Class 12 Micro Economics Chapter 3-Indifference Curve And Consumer Equilibrium notes in English medium

Indifference Curve and Consumer Equilibrium

In this post of Economics Online Class, we will learn about Indifference Curve and Consumer Equilibrium.

Indifference Curve

An indifference curve is a graphical representation of an indifference group. It denotes all those combinations of two goods (apples and oranges) between which the consumer is neutral. Each combination provides an equal amount of satisfaction.

indifference curve
indifference curve

If we present the indifference group as a diagram , we get an indifference curve . On presenting the diagram in the form of a diagram, we get 4 points ABCD . Oranges are shown on OY axis out of OX axis. The consumer gets equal satisfaction on these four points. So he is neutral towards these four points .

Indifference Map

The indifference map represents a set of 2 or more indifference curves. An elevated indifference curve IC 2 indicates a higher level of satisfaction.

Properties of Indifference Curve

The main features of an indifference curve (IC) are:

1- The neutrality curve (indifference curve) is of negative slope or its slope is downwards –

An indifference curve slopes down from left to right . It shows that if one thing is taken more, the other will be taken less . Hence total satisfaction remains the same at any point in time.

2- The indifference curve is convex towards the origin –

The neutrality curve is usually the rate of elevation towards the origin. This is because of the phenomenon of marginal substitution rate (MRS).

3- Two indifference curves never touch or intersect each other –

Each neutrality curve represents different levels of satisfaction . So it is not possible for them to cut each other.

4- Higher indifference curve shows higher level of satisfaction –

A higher indifference curve (IC2) in the indifference map than a lower indifference curve (IC1) represents those coincidences that lead to a higher level of satisfaction.

5- Indifference curve neither touches the X axis nor the Y axis –

Neutrality curve assumes that a consumer buys a combination of different quantities of two goods. Hence neutrality curve neither touches the X axis nor the Y axis.

Consumer Equilibrium

The consumer is in a state of equilibrium in which he spends his fixed income on various goods in such a way that his level of satisfaction is maximum. The consumer will be in equilibrium when his indifference curve and budget line touch each other.

In other words , we can say that consumer equilibrium occurs when the slope of the price line (AD) is equal to the slope of the neutrality curve (IC) and it touches it.

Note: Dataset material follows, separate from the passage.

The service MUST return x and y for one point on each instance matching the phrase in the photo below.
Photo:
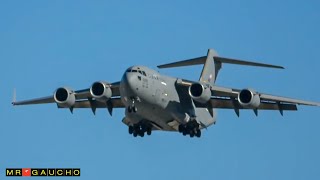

We can explain this with the help of the following diagram –

consumer equilibrium

The diagram shows the first object i.e. apples on the OX axis and the second object i.e. oranges on the OY axis. AD is the consumer’s budget line and IC1 & IC2 are the indifference curves. IC1 and budget line are touch each other at point E. Hence consumer equilibrium is at point E. Conversely, if the consumer chooses any other point such as X (within the budget line limit) , it means that he is not making full use of his resources. If the consumer chooses a point Z on a high neutral energy curve IC2 , he  The point will also not be able to achieve equilibrium. Because that is out of his budget line.

If you have any doubt or question in the above then you can comment us.